Adelaide - South Africa captain Faf du Plessis insisted on Wednesday he wasn't a cheat and warned cricket authorities had opened a "can of worms" after he was found guilty of ball-tampering in controversial circumstances.
Du Plessis was fined his match fee on Tuesday after being caught on camera sucking a mint and rubbing saliva into the ball during last week's second Test against Australia in Hobart.
But Du Plessis, who won backing from leading figures including Australian captain Steve Smith, said he didn't think he had done anything wrong.
"I still completely disagree with that (decision)," Du Plessis told reporters in Adelaide. "I feel like I've done nothing wrong... it's not like I was trying to cheat or anything.
"For me (ball-tampering) is picking the ball, scratching the ball. Shining the ball, I think all cricketers would say, is not in the same place."
Du Plessis argued the science was unclear about the effects of rubbing sweetened saliva on a ball, and said it was impossible to police such a rule given the drinks, sweets and chewing gum players use on-field.
Previous ball-tampering cases have involved the use of dirt, fingernails and beer-bottle tops to rough up the ball and alter its flight in the air.
"I just think it's opened up a can of worms with what's going to happen now going forward with the game," du Plessis said. "Something like this needed to happen to create a bit more awareness around it."
He added: "Obviously the ICC has taken a stance against me, to use me as a scapegoat now. But all I can ask for is that everyone gets treated the same."
It is the second time du Plessis has been fined for ball-tampering, after he was docked 50 percent of his match fee in 2013 for scuffing the ball on the zip of his trousers in the second Test against Pakistan.
However, Du Plessis escaped a ban at Tuesday's hearing and is free to lead the Proteas on Thursday in the third Test against Australia in Adelaide.
Cricket South Africa chief executive Haroon Lorgat said he would raise Du Plessis's case with the International Cricket Council and ask for greater clarity in the rules.
"It's not something new. But it's something that needs to be looked at," he said.

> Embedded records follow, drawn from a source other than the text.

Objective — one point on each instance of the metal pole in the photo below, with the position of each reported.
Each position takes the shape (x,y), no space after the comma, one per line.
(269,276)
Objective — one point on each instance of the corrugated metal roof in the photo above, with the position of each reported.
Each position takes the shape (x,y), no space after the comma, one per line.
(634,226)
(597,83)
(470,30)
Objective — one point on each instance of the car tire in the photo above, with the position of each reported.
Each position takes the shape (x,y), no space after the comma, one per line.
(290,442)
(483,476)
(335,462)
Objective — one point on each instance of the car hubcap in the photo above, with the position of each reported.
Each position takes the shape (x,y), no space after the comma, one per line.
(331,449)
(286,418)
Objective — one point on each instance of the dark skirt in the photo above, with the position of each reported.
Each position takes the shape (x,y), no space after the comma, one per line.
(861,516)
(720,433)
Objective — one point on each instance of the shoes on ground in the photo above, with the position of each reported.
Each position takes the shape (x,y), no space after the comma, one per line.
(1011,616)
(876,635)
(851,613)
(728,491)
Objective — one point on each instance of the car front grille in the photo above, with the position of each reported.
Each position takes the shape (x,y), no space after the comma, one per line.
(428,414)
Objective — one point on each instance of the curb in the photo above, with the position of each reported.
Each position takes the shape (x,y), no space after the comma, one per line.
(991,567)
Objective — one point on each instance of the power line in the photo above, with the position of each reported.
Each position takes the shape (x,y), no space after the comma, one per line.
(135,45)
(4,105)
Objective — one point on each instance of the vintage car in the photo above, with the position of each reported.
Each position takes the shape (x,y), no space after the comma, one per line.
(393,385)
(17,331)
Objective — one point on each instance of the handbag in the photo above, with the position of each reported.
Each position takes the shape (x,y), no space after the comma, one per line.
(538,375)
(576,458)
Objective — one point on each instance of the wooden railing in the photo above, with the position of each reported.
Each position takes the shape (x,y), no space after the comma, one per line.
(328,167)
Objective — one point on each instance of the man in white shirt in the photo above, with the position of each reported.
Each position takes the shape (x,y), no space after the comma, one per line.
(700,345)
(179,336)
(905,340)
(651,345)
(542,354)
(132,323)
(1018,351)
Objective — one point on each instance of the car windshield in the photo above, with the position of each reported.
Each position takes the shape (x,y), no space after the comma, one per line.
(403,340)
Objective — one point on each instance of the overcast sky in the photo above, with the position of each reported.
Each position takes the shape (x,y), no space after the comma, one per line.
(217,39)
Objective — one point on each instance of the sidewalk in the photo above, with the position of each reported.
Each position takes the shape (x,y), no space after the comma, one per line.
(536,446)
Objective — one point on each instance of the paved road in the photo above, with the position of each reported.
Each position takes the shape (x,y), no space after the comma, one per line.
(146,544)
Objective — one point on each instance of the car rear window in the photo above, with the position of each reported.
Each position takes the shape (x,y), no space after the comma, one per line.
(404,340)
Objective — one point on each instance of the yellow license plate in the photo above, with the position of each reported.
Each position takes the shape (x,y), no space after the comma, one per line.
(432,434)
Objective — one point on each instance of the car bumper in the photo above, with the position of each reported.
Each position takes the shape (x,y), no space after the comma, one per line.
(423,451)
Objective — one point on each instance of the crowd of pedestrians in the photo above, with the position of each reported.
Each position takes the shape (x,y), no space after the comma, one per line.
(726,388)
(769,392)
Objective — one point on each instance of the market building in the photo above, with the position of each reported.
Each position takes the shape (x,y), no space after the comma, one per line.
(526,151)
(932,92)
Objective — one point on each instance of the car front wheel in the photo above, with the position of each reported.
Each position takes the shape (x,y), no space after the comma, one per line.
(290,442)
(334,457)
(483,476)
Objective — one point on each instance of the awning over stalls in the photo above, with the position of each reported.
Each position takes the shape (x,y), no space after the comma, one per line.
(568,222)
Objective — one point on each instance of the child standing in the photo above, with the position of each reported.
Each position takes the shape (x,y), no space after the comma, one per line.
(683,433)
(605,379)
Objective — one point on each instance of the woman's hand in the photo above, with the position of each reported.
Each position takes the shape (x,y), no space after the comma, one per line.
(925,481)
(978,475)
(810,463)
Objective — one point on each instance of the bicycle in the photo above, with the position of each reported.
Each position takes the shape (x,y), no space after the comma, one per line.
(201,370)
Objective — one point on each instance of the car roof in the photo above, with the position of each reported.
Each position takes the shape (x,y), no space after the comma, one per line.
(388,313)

"We will pick this up with the ICC. I understand the cricket committee had already earmarked this particular discussion at their next meeting in May next year," added Lorgat.
Australia skipper Smith also voiced his support for his opposite number, saying: "I think every team around the world shines the cricket ball.
"I've seen Faf's comments and look, from my point of view, and I make it very clear, that we haven't come out and said anything about Faf or about how he was shining the ball or anything like that," Smith said.
"We, along with every other team around the world, shine the ball the same way."
Du Plessis joked that the incident had taken "shine" off South Africa's achievement in thrashing Australia in the opening two Tests, leaving the hosts on the brink of their first ever home whitewash.
With Australia plunged into crisis, chief selector Rod Marsh quit and they will go into Thursday's day-night Test with five changes to their team, including three debutants.
"When you think of Australian cricket teams of past, to see the changes now, that brings pleasure to see what we're doing," Du Plessis said.
He said he would continue to shine the pink ball which will be used in this week's day-night Test - but that he would be careful about sucking mints.
"Probably just for bad breath now, not for shining the ball anymore," Du Plessis quipped. "Possibly for this one game I maybe need to stay away from mints."